With the actors it’s visible. But with the technicians and the crew… I always hate all the technicians. Godard’s latest film, Adieu au langage [2013], was done with three people. This is my ideal. But I also like chaos. I like to put useless people in the crew, who create problems for the others. A friend of mine has a Harley Davidson motorcycle, and we were talking about it, and he said “It is the best motorcycle in the world.” And I said, “Well yeah, but it’s boring. It never breaks down.” The essence of riding by motorcycle, rather than by car, is its unpredictability. It’s more about the travelling itself than the place you arrive. So I would not love to make films with just a few people, because these useless people are valuable, they create chaos and problems. But finding a balance is difficult.

Do you tend to use the same crew from film to film?

In general, yes. But I change the director of photography. I will always change them, because cinematographers are very academically minded. In general I like to change things in life. But it’s not so easy to find good people who can fit in my system, whether technicians or actors. It was really a challenge for me to work with actresses in this film. At the beginning I thought it would be difficult, but in fact it was the same. They have the same purity as men. I was scared because women are much more self-conscious about the image that they project. But in the end, I realised that you can achieve the same purity.

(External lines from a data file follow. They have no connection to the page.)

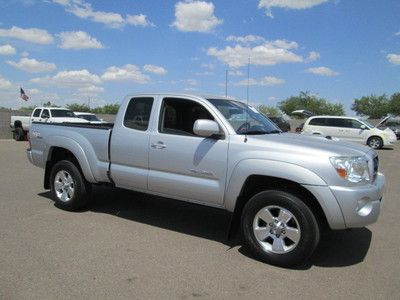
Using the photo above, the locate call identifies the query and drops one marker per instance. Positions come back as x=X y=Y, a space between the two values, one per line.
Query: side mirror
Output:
x=206 y=128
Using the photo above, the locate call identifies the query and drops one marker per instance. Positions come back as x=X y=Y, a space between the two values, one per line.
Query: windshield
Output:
x=244 y=119
x=368 y=124
x=62 y=113
x=89 y=117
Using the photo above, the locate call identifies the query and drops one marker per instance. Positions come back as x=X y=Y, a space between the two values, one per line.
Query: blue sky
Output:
x=67 y=51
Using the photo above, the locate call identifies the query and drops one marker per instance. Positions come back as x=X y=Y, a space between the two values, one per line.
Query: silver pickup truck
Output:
x=281 y=188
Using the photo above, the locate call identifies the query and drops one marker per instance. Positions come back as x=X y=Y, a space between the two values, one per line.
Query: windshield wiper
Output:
x=256 y=132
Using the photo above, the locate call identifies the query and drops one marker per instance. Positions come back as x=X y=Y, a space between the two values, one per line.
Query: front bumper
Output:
x=360 y=205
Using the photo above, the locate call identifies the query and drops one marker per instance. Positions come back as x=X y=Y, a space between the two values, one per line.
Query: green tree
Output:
x=27 y=108
x=316 y=105
x=268 y=110
x=78 y=107
x=394 y=105
x=373 y=106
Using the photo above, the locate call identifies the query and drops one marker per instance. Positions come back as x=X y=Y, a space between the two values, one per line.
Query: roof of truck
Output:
x=182 y=94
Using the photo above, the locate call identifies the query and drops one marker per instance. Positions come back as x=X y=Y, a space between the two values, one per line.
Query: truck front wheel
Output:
x=279 y=228
x=68 y=187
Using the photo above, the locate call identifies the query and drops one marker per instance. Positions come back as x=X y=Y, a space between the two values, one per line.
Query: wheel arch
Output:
x=281 y=176
x=72 y=152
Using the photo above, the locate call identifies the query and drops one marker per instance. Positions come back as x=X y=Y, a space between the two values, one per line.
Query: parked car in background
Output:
x=299 y=128
x=92 y=118
x=20 y=124
x=394 y=124
x=350 y=129
x=281 y=123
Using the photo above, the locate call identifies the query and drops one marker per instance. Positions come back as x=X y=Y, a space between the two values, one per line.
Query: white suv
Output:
x=350 y=129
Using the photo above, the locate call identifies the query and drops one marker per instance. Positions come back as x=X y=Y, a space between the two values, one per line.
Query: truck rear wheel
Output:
x=279 y=228
x=69 y=189
x=19 y=134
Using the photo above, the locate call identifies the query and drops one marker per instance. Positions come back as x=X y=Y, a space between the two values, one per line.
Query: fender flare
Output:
x=76 y=149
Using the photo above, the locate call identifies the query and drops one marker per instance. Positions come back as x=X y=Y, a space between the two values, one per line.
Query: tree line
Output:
x=108 y=109
x=372 y=106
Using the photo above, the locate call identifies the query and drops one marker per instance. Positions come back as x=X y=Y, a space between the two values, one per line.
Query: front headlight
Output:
x=354 y=169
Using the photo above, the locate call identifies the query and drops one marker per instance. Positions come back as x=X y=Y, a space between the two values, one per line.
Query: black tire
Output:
x=304 y=219
x=19 y=134
x=72 y=192
x=375 y=142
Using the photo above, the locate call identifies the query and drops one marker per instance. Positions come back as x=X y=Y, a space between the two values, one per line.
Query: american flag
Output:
x=23 y=95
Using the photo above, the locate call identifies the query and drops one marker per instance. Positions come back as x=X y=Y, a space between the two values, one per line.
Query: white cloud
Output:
x=154 y=69
x=84 y=10
x=313 y=56
x=32 y=35
x=70 y=79
x=7 y=50
x=89 y=91
x=245 y=39
x=235 y=73
x=31 y=65
x=4 y=83
x=191 y=82
x=268 y=54
x=265 y=81
x=208 y=66
x=78 y=40
x=125 y=73
x=138 y=20
x=288 y=4
x=33 y=91
x=322 y=71
x=195 y=16
x=205 y=73
x=393 y=58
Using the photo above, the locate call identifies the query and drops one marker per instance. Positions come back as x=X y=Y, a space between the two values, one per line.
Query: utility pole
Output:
x=226 y=83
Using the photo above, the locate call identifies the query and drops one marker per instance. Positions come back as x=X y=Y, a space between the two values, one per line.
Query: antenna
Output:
x=226 y=83
x=247 y=97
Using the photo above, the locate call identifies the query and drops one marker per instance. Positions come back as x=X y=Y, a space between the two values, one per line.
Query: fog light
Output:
x=364 y=206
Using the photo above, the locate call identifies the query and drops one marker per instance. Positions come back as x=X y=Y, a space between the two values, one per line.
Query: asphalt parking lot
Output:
x=130 y=245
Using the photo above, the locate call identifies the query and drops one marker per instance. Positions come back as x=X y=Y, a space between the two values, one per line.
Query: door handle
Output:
x=159 y=145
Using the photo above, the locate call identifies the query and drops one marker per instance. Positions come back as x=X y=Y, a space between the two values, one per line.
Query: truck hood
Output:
x=308 y=145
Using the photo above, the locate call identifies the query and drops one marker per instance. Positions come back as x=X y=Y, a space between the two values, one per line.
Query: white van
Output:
x=350 y=129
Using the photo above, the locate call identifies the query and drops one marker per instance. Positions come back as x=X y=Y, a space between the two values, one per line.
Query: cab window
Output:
x=178 y=116
x=138 y=112
x=45 y=113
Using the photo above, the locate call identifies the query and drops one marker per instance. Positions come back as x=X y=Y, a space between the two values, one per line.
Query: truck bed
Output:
x=89 y=140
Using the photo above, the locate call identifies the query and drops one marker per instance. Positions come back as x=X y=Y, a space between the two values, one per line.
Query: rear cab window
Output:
x=178 y=116
x=138 y=111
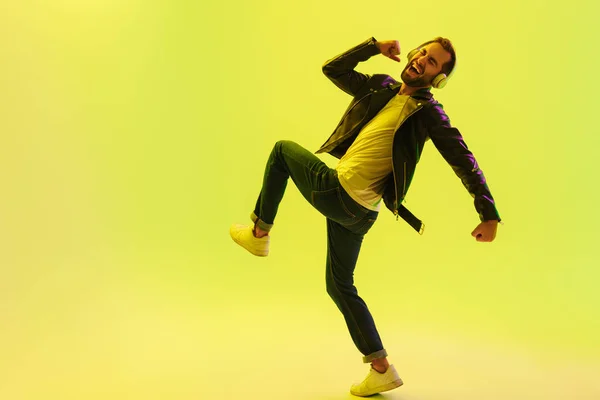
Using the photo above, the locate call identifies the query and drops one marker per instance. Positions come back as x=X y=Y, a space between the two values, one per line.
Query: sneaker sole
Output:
x=253 y=251
x=383 y=388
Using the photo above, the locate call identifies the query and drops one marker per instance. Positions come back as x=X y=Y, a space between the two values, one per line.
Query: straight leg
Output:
x=343 y=247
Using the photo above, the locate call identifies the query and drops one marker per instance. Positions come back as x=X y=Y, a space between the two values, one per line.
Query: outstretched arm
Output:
x=455 y=151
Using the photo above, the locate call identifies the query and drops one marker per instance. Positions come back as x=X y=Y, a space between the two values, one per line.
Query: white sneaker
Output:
x=242 y=235
x=376 y=382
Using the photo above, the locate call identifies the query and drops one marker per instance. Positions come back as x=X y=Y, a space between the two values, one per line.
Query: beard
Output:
x=414 y=80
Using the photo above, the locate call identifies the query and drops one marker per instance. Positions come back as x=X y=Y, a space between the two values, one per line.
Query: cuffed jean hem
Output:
x=261 y=224
x=373 y=356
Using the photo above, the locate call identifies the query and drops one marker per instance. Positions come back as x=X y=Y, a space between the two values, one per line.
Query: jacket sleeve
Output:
x=340 y=69
x=453 y=148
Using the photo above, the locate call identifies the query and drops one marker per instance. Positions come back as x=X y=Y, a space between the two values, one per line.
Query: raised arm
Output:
x=340 y=69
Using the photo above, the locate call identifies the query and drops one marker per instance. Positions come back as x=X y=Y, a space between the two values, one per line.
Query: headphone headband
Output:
x=441 y=79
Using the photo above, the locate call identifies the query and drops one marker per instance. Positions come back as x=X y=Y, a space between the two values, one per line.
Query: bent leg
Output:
x=288 y=159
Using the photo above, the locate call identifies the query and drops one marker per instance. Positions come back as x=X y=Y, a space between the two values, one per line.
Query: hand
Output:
x=485 y=231
x=390 y=49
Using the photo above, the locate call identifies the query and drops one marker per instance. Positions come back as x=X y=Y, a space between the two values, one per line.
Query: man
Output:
x=379 y=142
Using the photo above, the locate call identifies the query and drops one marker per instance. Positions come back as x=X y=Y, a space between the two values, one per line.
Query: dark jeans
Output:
x=347 y=223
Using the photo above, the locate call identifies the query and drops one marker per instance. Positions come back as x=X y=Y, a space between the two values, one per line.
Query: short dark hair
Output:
x=447 y=45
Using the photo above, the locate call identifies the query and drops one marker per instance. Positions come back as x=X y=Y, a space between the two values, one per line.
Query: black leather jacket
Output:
x=421 y=119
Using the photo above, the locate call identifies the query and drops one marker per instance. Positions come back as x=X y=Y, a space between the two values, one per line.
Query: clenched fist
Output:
x=390 y=49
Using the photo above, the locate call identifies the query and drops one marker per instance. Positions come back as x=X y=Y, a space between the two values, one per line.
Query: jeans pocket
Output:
x=329 y=203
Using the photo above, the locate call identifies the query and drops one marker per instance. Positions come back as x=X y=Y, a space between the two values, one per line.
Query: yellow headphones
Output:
x=441 y=79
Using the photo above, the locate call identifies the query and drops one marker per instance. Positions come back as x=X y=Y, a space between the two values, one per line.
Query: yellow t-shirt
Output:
x=363 y=170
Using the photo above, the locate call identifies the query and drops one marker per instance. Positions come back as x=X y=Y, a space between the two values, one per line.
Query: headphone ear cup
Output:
x=439 y=81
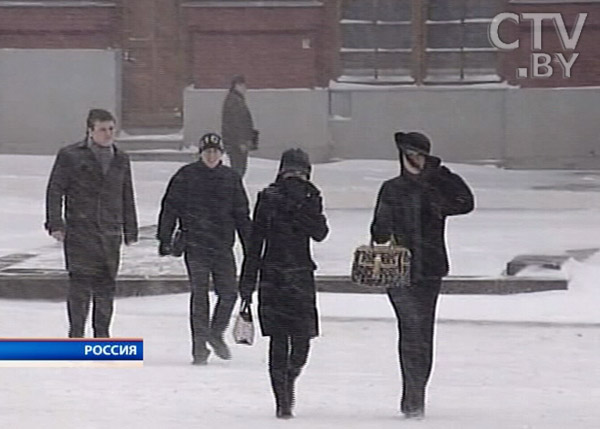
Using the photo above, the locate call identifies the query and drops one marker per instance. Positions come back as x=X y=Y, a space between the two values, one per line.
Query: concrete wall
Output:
x=45 y=95
x=553 y=128
x=285 y=119
x=519 y=128
x=463 y=123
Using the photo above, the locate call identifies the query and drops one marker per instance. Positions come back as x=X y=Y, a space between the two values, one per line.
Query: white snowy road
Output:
x=492 y=376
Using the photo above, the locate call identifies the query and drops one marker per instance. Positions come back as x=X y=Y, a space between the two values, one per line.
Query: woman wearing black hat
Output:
x=287 y=215
x=412 y=208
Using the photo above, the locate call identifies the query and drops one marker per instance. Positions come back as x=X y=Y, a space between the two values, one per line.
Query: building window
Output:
x=376 y=40
x=457 y=44
x=422 y=41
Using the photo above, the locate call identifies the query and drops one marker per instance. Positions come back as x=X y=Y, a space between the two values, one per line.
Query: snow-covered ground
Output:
x=539 y=374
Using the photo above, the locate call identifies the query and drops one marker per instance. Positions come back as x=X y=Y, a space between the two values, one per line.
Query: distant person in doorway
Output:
x=90 y=207
x=237 y=127
x=412 y=208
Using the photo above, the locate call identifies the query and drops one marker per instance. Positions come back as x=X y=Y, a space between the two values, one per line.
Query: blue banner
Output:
x=14 y=349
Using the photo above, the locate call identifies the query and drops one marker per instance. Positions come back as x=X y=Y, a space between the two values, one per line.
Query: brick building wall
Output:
x=170 y=44
x=275 y=47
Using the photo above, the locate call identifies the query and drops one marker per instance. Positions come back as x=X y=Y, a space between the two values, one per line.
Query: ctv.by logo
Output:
x=540 y=65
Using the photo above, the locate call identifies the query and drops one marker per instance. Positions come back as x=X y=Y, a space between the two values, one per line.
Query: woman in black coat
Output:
x=413 y=208
x=287 y=215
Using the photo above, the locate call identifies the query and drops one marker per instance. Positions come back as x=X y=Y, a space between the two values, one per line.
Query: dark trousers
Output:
x=101 y=290
x=238 y=159
x=415 y=310
x=200 y=264
x=287 y=357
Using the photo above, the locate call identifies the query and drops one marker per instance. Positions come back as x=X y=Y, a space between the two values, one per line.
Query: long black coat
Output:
x=99 y=210
x=210 y=204
x=236 y=120
x=414 y=209
x=287 y=215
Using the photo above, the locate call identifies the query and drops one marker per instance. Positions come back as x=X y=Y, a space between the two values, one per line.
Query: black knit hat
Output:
x=237 y=79
x=295 y=160
x=413 y=141
x=210 y=140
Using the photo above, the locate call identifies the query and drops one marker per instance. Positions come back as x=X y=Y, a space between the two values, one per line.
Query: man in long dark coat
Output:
x=91 y=181
x=288 y=214
x=208 y=201
x=413 y=208
x=237 y=128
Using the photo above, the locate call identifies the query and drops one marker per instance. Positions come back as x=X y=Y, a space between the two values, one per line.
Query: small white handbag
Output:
x=243 y=329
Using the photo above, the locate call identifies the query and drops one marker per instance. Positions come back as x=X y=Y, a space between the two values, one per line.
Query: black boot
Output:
x=292 y=375
x=280 y=390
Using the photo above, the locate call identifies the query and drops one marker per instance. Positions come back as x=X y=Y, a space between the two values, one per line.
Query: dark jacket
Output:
x=99 y=210
x=236 y=120
x=210 y=204
x=414 y=210
x=287 y=215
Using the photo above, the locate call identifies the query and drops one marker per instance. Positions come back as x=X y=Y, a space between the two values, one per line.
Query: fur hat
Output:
x=413 y=141
x=295 y=160
x=210 y=140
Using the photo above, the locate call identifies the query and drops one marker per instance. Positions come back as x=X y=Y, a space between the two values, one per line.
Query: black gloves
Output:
x=246 y=296
x=164 y=249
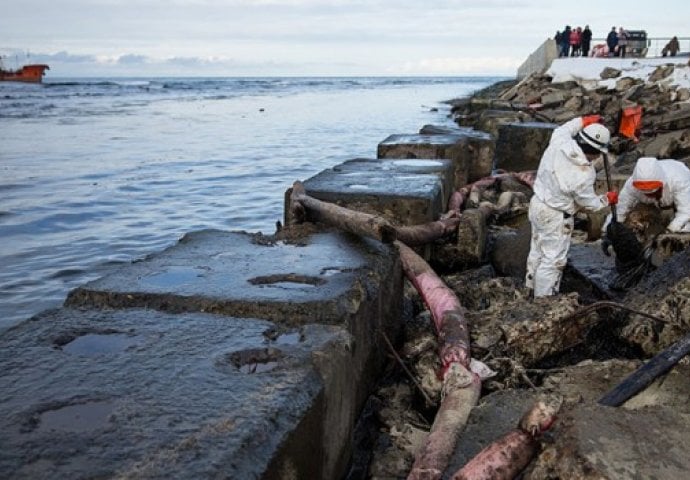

The fact that the character of Casanova was played by a major figure in the Barcelona art world was also a new thing for you. Did he have more of a self-awareness about what he was involved in?

No. Everybody that gets involved in my system loses their self-awareness. I am the filmmaker, I know how to do it. At the beginning I thought it might be a little bit different, but objectively and sincerely it was exactly the same way of working. The system is so crazy and so intense that you automatically lose everything. In fact, this is why I say that actors never bring anything to a film, because if they bring something, they will remain stuck in their own way of behaving. For me, it is all the elements of the system that make the film, not the actors.

So for this reason, I don’t appreciate actors. Even non-professional actors. They should pay to be in the film. Imagine that they get money to do this! It would be like if I got money to get drunk. It would be like if I went to a nice bar and ordered a bottle of expensive French champagne, and then they paid me 200 euros. What kind of world is this? This is how I see my work.